JENNINGS, Richard (c.1616-68), of Sandridge, Herts.

Published in The History of Parliament: the House of Commons 1660-1690, ed. B.D. Henning, 1983
Available from Boydell and Brewer

Constituency

Dates

c. Aug. 1642
1661 - May 1668

Family and Education

b. c.1616, 1st s. of Sir John Jennings of Sandridge by Alice, da. of Sir Richard Spencer of Offley. educ. I. Temple 1634; travelled abroad (Italy) 1637-40; Padua 1639. m. lic. 18 Dec. 1643, ‘aged 24’, Frances, da. and coh. of Sir Gifford Thornhurst, 1st Bt., of Agnes Court, Kent, 4s. (2 d.v.p.) 5da. suc. fa. 1642.2

Offices Held

Commr. for assessment, Herts. 1643-8, Herts. and St. Albans Aug. 1660-d., sequestrations, Herts. 1643, levying of money 1643, defence of eastern assoc. 1643, j.p.
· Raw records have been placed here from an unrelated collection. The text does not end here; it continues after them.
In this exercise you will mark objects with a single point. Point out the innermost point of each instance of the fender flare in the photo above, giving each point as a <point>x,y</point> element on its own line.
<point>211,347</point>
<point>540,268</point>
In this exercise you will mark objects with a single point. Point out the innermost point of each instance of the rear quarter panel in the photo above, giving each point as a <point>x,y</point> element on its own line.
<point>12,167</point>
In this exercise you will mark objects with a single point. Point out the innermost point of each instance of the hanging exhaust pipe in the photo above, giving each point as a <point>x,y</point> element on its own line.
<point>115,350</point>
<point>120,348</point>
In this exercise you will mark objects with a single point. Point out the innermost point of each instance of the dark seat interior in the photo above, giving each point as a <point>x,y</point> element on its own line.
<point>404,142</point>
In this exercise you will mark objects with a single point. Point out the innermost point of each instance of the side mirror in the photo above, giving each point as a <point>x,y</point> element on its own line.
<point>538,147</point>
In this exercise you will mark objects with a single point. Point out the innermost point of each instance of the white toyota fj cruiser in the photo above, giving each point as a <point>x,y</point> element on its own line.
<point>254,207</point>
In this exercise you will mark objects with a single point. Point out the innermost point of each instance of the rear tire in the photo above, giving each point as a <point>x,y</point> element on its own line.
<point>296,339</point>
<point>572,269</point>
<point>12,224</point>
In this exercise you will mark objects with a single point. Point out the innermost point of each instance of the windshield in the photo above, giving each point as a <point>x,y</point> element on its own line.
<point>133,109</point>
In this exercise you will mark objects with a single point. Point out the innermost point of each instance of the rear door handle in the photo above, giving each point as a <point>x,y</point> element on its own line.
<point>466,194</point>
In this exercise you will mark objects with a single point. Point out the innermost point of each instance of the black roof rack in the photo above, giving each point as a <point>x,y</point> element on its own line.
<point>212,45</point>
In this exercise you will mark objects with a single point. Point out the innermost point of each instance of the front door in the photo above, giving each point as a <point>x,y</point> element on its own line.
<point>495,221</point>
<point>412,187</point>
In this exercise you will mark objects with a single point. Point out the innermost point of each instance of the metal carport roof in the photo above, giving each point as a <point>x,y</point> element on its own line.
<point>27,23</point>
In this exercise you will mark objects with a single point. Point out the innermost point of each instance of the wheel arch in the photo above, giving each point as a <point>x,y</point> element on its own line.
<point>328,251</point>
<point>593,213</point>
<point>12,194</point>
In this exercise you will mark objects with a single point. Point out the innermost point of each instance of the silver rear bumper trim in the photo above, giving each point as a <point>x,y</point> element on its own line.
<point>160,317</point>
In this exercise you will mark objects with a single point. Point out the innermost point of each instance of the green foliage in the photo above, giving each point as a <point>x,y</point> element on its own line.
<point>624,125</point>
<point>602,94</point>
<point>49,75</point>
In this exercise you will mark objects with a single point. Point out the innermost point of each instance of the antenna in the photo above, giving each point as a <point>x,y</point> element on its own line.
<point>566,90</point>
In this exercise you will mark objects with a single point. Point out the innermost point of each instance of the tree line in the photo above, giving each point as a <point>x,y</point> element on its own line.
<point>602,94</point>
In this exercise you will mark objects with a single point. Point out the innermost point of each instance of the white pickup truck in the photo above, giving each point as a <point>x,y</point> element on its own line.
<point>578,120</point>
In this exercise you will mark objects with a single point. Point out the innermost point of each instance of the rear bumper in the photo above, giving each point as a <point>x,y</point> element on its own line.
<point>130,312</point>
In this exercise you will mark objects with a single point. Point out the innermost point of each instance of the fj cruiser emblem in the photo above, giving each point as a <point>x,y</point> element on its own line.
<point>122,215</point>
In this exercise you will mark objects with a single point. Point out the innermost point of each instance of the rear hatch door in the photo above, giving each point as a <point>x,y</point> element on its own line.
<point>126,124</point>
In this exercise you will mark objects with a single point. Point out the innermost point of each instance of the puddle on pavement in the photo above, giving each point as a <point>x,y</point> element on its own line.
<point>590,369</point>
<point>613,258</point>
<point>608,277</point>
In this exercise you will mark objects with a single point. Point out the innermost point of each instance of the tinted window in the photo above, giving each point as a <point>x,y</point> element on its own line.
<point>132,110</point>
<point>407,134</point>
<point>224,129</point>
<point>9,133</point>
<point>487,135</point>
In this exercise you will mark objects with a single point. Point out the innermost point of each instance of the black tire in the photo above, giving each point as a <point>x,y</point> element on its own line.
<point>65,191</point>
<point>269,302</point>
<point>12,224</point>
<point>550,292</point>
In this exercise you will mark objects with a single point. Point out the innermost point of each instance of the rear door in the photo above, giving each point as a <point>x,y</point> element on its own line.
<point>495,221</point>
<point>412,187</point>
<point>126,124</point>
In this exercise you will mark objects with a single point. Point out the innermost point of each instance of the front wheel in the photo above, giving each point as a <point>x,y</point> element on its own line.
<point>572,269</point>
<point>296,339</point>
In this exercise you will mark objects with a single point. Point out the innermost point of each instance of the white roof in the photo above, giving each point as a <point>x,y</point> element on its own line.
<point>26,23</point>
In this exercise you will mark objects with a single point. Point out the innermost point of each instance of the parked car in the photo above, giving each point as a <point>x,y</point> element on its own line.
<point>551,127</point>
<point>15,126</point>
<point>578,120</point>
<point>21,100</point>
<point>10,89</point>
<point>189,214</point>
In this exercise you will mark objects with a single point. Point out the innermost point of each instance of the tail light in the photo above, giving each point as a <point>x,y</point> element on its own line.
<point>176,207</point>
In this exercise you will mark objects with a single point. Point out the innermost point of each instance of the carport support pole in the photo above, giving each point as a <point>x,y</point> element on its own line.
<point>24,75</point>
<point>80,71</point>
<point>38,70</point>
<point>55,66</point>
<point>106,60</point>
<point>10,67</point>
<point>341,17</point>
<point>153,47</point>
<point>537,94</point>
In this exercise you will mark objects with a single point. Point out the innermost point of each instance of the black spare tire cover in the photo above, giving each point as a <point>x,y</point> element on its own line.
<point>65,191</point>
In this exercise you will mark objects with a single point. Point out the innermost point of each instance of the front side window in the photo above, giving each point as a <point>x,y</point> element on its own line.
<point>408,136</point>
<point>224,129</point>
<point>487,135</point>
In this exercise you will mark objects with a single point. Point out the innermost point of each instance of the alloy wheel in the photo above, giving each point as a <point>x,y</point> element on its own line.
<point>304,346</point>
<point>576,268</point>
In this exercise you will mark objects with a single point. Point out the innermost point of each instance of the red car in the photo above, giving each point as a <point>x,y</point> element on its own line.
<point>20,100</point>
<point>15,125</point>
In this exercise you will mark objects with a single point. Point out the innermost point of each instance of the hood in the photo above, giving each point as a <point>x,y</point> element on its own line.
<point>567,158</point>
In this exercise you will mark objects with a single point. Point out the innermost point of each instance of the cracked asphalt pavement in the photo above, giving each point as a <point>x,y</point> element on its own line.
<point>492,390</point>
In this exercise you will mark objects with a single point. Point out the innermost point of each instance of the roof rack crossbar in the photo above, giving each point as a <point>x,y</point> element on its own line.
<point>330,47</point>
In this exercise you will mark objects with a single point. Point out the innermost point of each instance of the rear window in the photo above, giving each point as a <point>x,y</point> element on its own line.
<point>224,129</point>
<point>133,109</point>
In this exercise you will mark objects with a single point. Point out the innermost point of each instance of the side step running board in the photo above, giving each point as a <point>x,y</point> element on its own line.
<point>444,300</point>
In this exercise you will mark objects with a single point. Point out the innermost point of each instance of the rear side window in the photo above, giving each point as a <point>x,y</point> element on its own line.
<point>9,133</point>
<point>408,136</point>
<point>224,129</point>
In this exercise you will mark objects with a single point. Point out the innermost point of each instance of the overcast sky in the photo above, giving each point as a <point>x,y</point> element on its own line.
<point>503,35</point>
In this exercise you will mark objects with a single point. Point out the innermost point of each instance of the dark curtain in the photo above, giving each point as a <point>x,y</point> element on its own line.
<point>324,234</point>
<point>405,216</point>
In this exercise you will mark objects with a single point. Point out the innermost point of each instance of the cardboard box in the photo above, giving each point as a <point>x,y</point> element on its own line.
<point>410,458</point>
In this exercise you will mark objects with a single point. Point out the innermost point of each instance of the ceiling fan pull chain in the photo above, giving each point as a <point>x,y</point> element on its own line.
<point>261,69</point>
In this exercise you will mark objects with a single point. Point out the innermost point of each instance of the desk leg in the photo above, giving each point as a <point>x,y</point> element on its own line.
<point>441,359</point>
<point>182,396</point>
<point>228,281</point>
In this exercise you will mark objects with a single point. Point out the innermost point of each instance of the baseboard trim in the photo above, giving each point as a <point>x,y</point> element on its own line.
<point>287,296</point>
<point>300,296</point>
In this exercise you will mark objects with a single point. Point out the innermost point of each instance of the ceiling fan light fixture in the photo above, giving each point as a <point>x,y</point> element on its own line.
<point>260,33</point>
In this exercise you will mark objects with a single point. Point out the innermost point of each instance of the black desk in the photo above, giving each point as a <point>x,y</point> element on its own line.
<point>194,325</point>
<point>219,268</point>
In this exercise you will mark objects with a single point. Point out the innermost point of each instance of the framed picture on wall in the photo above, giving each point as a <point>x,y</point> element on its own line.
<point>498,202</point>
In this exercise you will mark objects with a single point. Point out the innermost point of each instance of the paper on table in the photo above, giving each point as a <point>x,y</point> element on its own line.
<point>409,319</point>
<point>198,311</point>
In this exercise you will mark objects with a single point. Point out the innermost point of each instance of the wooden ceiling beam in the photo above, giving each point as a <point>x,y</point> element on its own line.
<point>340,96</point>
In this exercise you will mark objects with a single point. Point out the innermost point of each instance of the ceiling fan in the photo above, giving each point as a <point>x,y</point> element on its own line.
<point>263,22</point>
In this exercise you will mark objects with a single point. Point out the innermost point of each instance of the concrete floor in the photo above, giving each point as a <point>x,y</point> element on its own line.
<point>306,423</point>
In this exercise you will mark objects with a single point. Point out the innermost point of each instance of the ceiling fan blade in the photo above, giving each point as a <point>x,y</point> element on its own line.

Herts. by 1644-8, 1658-July 1660, St. Albans 1658-d., commr. for militia, Herts. 1648, Mar. 1660.3

Biography

Jenning was the great-great-grandson of Bernard Jennings (d.1552), Master of the Skinners’ Company. Sandridge, less than two miles from St. Albans, had been in the family since 1571. His father, first elected for St. Albans in 1628, resisted the forced loan and tried to evade ship-money. Jennings succeeded his father as MP for St. Albans in the Long Parliament, and like him took the popular side. Though he does not appear to have been in arms, he was captured by Royalists and imprisoned for a time, but exchanged in January 1646. He did not sit after Pride’s Purge, and seems to have taken no further part in politics until the close of the Interregnum. Returned to Parliament again in 1659, he retained the seat until his death?4

Jennings was an inactive Member of the Convention. He made no recorded speeches and was appointed to only four committees, those for impropriate rectories, for the attainder bill, for considering the petition of the surveyor-general of customs, and for settling wine licences. In the Cavalier Parliament his record was even more unimpressive and he was appointed to only three committees. He was classed as a friend by Lord Wharton in 1661, to be managed by Sir Richard Onslow. He presented a Presbyterian to Sandridge in that year, but the minister conformed in 1662, and Jennings apparently followed his example. His estate, including Holywell Manor just outside the borough of St. Albans, was valued for militia purposes at £715 p.a. He was in trouble with the Privy Council in 1666 for failing to do justice to the excise farmers against one of the influential Gape family in his constituency. He was buried in the Abbey Church of St. Albans on 8 May 1668, the last of his branch of the family to sit in Parliament. His sons were short-lived, and in 1684 John Churchill II, the husband of his formidable daughter, Sarah, bought out the other coheir and acquired the whole estate.5

Ref Volumes: 1660-1690

Authors: M. W. Helms / E. R. Edwards

Notes

  • 1. Did not sit after Pride’s Purge, 6 Dec. 1648, readmitted 21 Feb. 1660.
  • 2. Misc. Gen. et Her. (ser. 5), viii. 89-90; PC Reg. i. 177; London Mar. Lic. ed. Foster, 760.
  • 3. Herts. Recs. vi. 523.
  • 4. Misc. Gen. et Her. (ser. 5), viii. 89, 103; VCH Herts. ii. 433; Keeler, Long Parl. 233-4; CJ, iv. 410, 413.
  • 5. W. Urwick, Nonconformity in Herts. 331-2; HMC Verulam, 103; PC2/58/406; Misc. Gen. et Her. (ser. 5), viii. 107; VCH Herts. ii. 433; Som. Arch. and Nat. Hist. Soc. Jnl. xxx, pt. 2, p. 44.